“Negara dalam sistem Islam memberikan berbagai kemudahan dan infrastruktur yang mendukung bagi industri dalam negeri. Selain itu, jaminan kesejahteraan rakyat oleh negara akan membuat daya beli masyarakat tinggi.”
CemerlangMedia.Com — Banjirnya produk dari China mulai berdampak pada industri dalam negeri. Ekonom Universitas Brawijaya Wildan Syafitri menyatakan, Cina mampu beradaptasi dengan perubahan selera dan potensi pasar.
Selain itu, dukungan infrastruktur dan kemudahan investasi pun dimiliki Cina. Industri dalam negeri perlu beradaptasi dengan tren permintaan pasar dan regulasi dari pemerintah. Tindakan ini diperlukan agar industri dalam negeri tidak mati dalam bersaing dengan produk impor (26-07-2024).

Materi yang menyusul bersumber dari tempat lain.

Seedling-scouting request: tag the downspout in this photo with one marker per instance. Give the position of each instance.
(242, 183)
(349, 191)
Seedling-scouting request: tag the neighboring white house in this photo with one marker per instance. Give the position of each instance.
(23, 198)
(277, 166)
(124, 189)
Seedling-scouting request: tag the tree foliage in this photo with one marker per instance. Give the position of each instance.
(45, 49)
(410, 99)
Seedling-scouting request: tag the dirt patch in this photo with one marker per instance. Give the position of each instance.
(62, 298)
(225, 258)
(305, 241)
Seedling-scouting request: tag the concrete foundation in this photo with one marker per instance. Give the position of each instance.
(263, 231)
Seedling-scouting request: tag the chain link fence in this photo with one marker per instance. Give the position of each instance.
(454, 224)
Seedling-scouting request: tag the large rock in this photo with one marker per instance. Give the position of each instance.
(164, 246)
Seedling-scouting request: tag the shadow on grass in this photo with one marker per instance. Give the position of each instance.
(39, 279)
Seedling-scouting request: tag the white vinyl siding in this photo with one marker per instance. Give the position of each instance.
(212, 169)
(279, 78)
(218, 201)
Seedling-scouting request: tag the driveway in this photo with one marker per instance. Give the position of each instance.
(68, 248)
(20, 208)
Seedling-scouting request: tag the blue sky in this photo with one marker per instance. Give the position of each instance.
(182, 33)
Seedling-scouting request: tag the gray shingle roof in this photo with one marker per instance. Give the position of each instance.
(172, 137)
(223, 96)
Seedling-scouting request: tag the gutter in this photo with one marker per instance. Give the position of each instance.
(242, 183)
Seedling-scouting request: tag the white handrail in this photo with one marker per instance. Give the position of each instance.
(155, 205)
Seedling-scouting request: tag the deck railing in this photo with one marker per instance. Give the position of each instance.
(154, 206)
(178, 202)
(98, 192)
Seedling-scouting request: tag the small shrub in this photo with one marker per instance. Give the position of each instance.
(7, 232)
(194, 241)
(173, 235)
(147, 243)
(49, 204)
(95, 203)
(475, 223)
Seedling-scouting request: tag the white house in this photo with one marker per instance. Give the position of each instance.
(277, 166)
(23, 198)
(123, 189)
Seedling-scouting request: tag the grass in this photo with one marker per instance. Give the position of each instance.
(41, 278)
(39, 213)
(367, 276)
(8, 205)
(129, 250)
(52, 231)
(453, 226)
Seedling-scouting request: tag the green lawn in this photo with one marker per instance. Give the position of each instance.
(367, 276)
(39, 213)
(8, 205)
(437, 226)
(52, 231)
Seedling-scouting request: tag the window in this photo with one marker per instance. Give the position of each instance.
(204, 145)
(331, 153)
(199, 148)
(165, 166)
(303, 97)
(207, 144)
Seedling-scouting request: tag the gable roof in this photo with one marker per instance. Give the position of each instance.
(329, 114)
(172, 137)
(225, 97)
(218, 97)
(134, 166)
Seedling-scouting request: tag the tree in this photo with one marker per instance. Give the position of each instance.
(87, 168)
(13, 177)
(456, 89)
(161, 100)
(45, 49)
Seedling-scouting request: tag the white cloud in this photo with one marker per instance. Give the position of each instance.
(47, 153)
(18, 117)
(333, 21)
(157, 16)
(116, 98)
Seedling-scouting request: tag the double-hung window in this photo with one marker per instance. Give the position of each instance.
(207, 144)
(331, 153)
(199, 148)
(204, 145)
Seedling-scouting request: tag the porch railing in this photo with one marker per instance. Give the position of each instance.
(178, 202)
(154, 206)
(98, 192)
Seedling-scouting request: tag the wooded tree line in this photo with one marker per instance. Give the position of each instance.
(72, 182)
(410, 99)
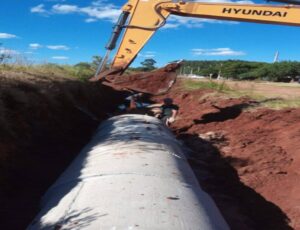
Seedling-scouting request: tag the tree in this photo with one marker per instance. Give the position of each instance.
(148, 64)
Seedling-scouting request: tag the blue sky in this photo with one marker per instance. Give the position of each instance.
(71, 31)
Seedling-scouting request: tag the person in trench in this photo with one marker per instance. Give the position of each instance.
(167, 111)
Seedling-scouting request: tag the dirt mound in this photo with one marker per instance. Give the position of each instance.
(156, 82)
(250, 157)
(44, 122)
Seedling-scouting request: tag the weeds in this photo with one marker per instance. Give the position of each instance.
(195, 84)
(225, 90)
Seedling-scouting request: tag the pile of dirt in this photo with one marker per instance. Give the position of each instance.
(44, 122)
(156, 82)
(246, 157)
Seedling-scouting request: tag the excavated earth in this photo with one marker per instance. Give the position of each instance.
(45, 120)
(246, 157)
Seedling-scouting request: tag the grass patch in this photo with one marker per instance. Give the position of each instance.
(279, 103)
(196, 84)
(80, 72)
(225, 90)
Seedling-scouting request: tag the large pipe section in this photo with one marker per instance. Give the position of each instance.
(132, 175)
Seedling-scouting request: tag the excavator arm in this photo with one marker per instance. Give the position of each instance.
(142, 18)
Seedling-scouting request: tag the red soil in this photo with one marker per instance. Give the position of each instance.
(250, 158)
(160, 80)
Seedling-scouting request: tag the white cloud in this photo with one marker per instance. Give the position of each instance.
(147, 54)
(89, 20)
(58, 47)
(35, 46)
(102, 10)
(98, 10)
(40, 9)
(226, 1)
(64, 9)
(60, 58)
(8, 52)
(217, 52)
(7, 36)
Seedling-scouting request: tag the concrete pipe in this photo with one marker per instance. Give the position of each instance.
(132, 175)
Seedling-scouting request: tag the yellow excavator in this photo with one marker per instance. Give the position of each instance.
(142, 18)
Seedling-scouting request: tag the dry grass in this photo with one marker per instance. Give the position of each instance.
(253, 91)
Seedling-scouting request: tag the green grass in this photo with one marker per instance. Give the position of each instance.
(226, 91)
(52, 69)
(196, 84)
(279, 103)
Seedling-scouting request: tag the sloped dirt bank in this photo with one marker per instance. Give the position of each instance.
(247, 158)
(44, 122)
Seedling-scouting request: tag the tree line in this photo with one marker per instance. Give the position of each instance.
(244, 70)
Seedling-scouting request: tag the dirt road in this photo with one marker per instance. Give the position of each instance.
(267, 89)
(247, 160)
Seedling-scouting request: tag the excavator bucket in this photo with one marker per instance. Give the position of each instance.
(156, 82)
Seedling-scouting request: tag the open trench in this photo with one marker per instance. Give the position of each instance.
(46, 121)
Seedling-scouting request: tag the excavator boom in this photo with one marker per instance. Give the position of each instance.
(145, 17)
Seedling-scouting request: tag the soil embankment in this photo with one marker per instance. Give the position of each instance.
(45, 120)
(247, 158)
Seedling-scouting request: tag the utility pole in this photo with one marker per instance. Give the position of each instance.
(276, 57)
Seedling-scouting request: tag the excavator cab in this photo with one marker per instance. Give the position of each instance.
(140, 19)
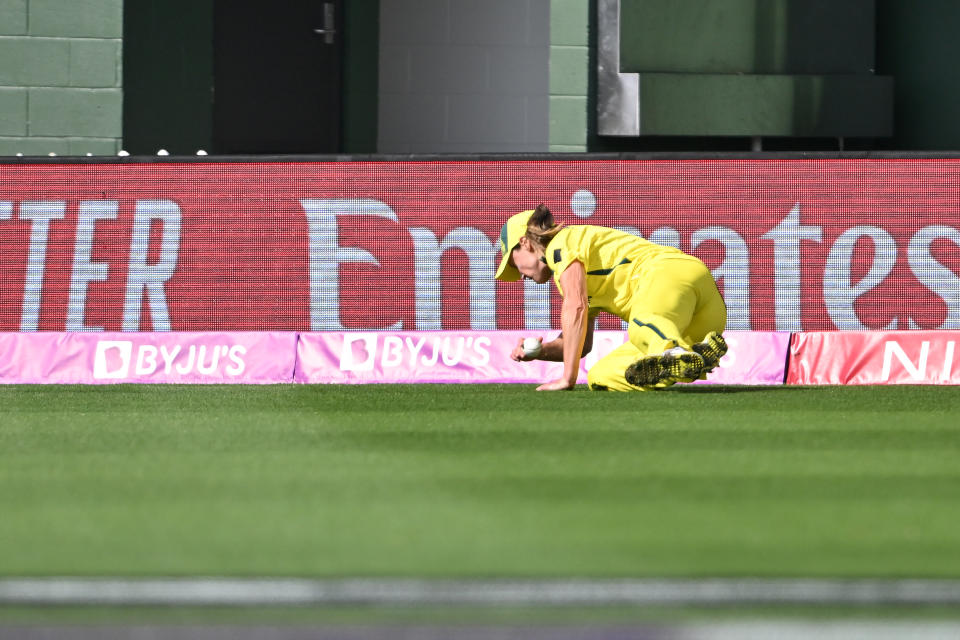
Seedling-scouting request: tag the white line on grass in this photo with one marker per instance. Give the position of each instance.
(412, 592)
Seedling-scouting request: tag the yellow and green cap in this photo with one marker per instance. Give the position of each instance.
(513, 229)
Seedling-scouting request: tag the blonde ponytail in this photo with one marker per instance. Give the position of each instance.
(541, 228)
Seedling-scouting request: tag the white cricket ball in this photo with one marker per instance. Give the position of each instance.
(531, 347)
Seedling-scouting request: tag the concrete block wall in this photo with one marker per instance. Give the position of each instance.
(464, 76)
(60, 76)
(569, 60)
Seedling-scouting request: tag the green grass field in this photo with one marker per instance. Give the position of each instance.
(479, 481)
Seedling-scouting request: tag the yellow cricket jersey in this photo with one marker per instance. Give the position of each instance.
(613, 260)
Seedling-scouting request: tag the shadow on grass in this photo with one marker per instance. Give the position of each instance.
(735, 388)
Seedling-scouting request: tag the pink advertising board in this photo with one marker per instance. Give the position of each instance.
(484, 357)
(874, 357)
(103, 358)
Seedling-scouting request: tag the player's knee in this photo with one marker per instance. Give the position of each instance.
(596, 381)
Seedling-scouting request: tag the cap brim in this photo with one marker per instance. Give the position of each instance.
(506, 272)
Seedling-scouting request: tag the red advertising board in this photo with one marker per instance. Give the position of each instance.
(801, 244)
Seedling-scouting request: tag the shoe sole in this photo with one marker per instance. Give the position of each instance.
(682, 366)
(651, 370)
(711, 350)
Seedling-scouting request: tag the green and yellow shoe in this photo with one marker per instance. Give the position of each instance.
(675, 365)
(711, 350)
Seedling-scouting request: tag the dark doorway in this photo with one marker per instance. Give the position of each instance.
(277, 76)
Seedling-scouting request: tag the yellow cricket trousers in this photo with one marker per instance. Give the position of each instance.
(676, 303)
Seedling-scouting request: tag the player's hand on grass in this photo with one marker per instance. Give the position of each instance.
(560, 384)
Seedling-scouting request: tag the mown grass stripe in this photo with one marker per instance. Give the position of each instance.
(401, 591)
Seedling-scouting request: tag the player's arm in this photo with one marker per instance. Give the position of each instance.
(553, 350)
(574, 314)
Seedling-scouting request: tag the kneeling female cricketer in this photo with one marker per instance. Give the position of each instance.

Beberapa faktor yang memengaruhi matinya industri dalam negeri, yaitu masifnya serbuan produk murah dari Cina, lemahnya regulasi terhadap produk dalam negeri, hingga pola konsumsi masyarakat. Murahnya barang impor dari Cina membuat masyarakat lebih tertarik daripada barang buatan dalam negeri yang lebih mahal. Ini terjadi akibat rendahnya tingkat kesejahteraan masyarakat sehingga daya belinya pun rendah.
Sementara itu, industri Cina mampu memberikan harga murah disebabkan memiliki infrastruktur yang baik dan kemudahan investasi. Selain itu, adanya perjanjian ASEAN-China Free Trade Area (ACFTA) makin memudahkan masuknya barang impor. ACFTA merupakan kesepakatan antara Cina dengan negara-negara ASEAN untuk mewujudkan kawasan perdagangan bebas dan menghilangkan atau mengurangi hambatan-hambatan perdagangan.

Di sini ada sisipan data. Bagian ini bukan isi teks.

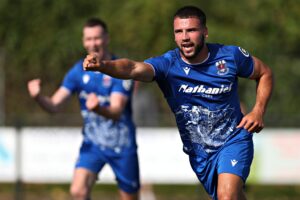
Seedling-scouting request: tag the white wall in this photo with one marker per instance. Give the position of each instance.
(48, 155)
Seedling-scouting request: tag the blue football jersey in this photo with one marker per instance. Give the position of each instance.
(203, 96)
(111, 136)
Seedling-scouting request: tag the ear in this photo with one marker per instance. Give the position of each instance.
(206, 32)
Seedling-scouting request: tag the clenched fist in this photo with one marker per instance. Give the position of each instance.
(92, 62)
(34, 87)
(92, 102)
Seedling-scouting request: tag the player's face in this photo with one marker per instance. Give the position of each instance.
(95, 39)
(189, 36)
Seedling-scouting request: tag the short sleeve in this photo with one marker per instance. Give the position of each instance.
(124, 87)
(160, 65)
(70, 81)
(244, 62)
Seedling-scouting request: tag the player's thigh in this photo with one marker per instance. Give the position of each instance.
(126, 170)
(128, 196)
(230, 186)
(83, 181)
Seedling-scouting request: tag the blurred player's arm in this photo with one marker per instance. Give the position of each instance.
(113, 111)
(120, 68)
(51, 104)
(253, 121)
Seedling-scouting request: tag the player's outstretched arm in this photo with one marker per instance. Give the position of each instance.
(113, 111)
(253, 121)
(50, 104)
(120, 68)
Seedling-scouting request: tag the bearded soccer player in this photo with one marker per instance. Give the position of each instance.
(199, 81)
(109, 132)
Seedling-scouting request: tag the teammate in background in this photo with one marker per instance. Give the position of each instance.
(108, 131)
(199, 82)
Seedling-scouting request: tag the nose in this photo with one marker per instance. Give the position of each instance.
(185, 35)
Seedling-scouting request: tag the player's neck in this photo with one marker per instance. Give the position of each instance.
(200, 58)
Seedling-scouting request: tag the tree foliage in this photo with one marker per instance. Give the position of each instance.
(43, 39)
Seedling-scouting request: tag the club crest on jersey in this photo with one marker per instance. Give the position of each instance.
(244, 52)
(106, 81)
(186, 70)
(85, 78)
(221, 67)
(127, 84)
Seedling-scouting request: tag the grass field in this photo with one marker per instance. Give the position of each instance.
(161, 192)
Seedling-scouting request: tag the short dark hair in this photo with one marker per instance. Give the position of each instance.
(191, 11)
(92, 22)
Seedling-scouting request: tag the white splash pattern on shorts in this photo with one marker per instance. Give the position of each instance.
(105, 133)
(208, 128)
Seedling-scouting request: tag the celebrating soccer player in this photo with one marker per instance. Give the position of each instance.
(109, 132)
(199, 82)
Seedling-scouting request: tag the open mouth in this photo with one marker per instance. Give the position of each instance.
(187, 46)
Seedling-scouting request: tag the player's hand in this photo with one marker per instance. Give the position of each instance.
(92, 62)
(92, 102)
(252, 122)
(34, 87)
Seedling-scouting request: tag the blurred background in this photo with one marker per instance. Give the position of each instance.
(42, 39)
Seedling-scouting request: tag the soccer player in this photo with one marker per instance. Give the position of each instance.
(199, 81)
(108, 131)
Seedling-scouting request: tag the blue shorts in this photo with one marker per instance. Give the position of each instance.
(234, 157)
(124, 166)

Adanya ACFTA nyatanya lebih banyak mendatangkan kerugian bagi Indonesia. Produk Indonesia yang diekspor ke Cina justru lebih sedikit daripada masuknya barang impor dari Cina. Ini mengakibatkan industri dalam negeri terguncang dan membuka celah maraknya PHK. Sebab, hasil industri dalam negeri lebih sedikit yang diekspor, sementara di dalam negeri pun kalah bersaing dengan produk impor.
Industri dalam negeri yang terguncang saat ini adalah akibat penerapan sistem kapitalisme. Sistem yang menjadikan materi sebagai tujuan utama membuat negara adidaya mampu mengalahkan ekonomi negara berkembang. Melalui berbagai kesepakatan, Cina berusaha menjadikan negara-negara berkembang sebagai pasar dari melimpahnya produk mereka.

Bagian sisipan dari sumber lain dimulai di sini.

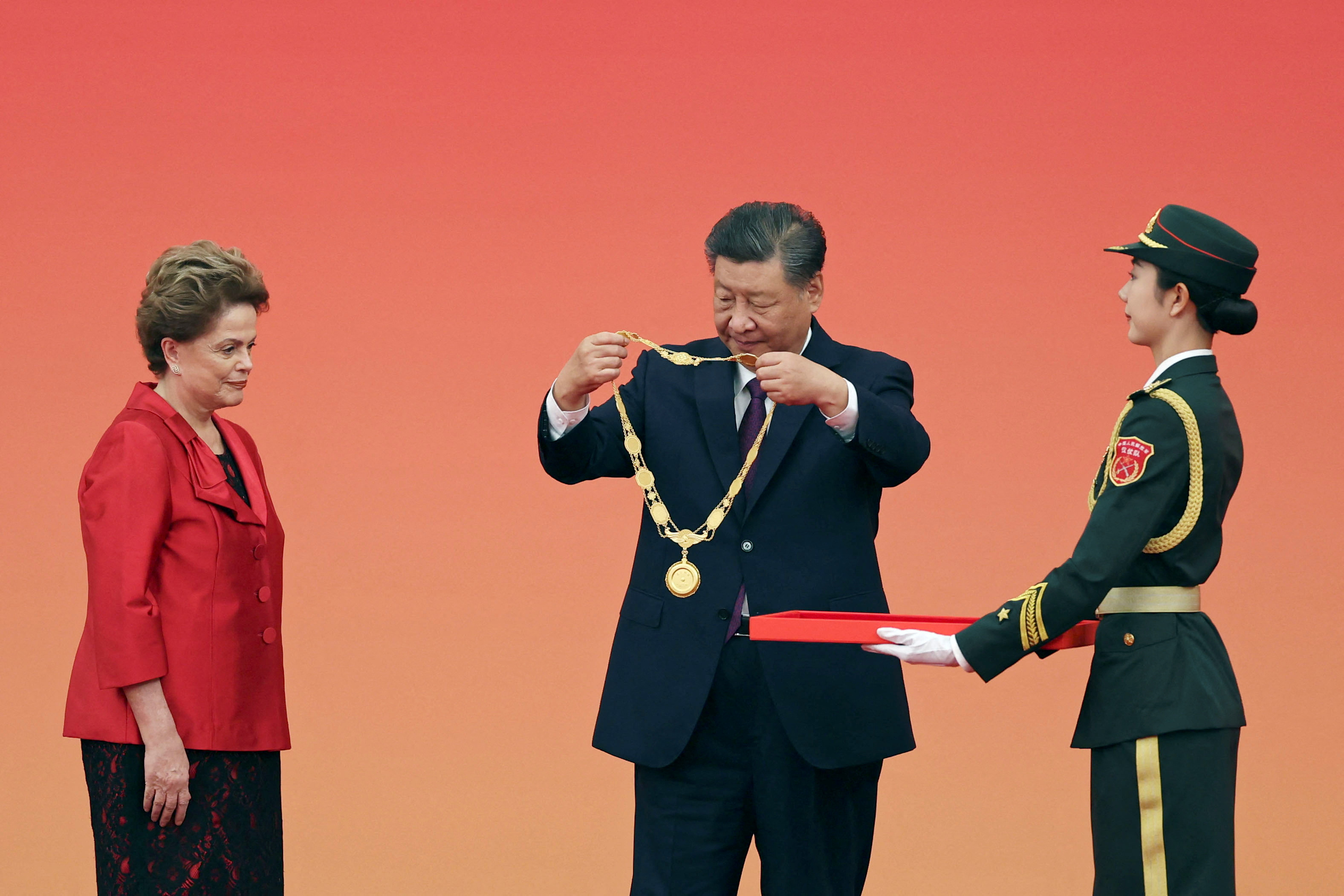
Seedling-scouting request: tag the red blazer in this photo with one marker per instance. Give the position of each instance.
(185, 585)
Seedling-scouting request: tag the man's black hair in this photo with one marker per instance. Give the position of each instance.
(760, 231)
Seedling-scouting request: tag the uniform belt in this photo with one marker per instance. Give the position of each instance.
(1152, 600)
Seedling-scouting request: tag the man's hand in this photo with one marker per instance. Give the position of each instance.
(916, 647)
(792, 379)
(595, 362)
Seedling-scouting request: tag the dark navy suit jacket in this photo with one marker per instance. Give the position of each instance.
(803, 540)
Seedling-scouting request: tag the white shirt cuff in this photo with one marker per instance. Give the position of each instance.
(561, 421)
(961, 660)
(847, 421)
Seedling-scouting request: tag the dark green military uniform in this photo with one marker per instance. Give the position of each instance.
(1162, 712)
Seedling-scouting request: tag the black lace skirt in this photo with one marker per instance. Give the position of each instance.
(230, 841)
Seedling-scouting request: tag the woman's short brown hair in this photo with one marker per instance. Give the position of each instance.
(187, 288)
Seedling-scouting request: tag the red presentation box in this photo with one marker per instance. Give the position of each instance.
(862, 628)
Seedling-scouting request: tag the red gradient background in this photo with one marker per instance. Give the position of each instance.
(447, 197)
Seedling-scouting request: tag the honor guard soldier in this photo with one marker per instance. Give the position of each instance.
(1162, 712)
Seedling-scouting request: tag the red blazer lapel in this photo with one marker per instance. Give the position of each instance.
(245, 465)
(208, 476)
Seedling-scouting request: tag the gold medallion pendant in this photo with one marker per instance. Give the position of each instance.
(683, 578)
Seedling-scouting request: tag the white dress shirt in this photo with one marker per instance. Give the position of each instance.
(844, 424)
(1158, 375)
(1174, 359)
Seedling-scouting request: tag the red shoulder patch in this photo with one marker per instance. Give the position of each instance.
(1131, 460)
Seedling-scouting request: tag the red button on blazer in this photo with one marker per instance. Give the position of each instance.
(174, 579)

Berbeda dengan sistem Islam yang melindungi industri dalam negeri. Dalam Islam, produk impor hanya diperbolehkan untuk barang yang tidak tersedia di dalam negeri. Alhasil, produk dalam negeri bisa terserap, tanpa harus bersaing dengan produk impor.
Negara dalam sistem Islam pun memberikan berbagai kemudahan dan infrastruktur yang mendukung bagi industri dalam negeri. Selain itu, jaminan kesejahteraan rakyat oleh negara akan membuat daya beli masyarakat tinggi.
Negara pun akan selektif dalam memilih kerja sama dan perdagangan luar negeri agar industri dalam negeri, rakyat, dan negara tetap terlindungi. Alhasil, negara mampu menjalankan fungsinya sebagai pelayan rakyat, sebagaimana dalam hadis Rasulullah saw.,
“Imam/Khalifah itu laksana penggembala dan hanya dialah yang bertanggung jawab terhadap gembalaannya.” (HR Bukhari dan Muslim).
Dengan demikian, sudah saatnya kita menerapkan sistem Islam secara menyeluruh (kafah) agar serbuan barang impor tidak akan membanjiri dan membuat mati industri dalam negeri. Wallahu a’lam bisshawwab.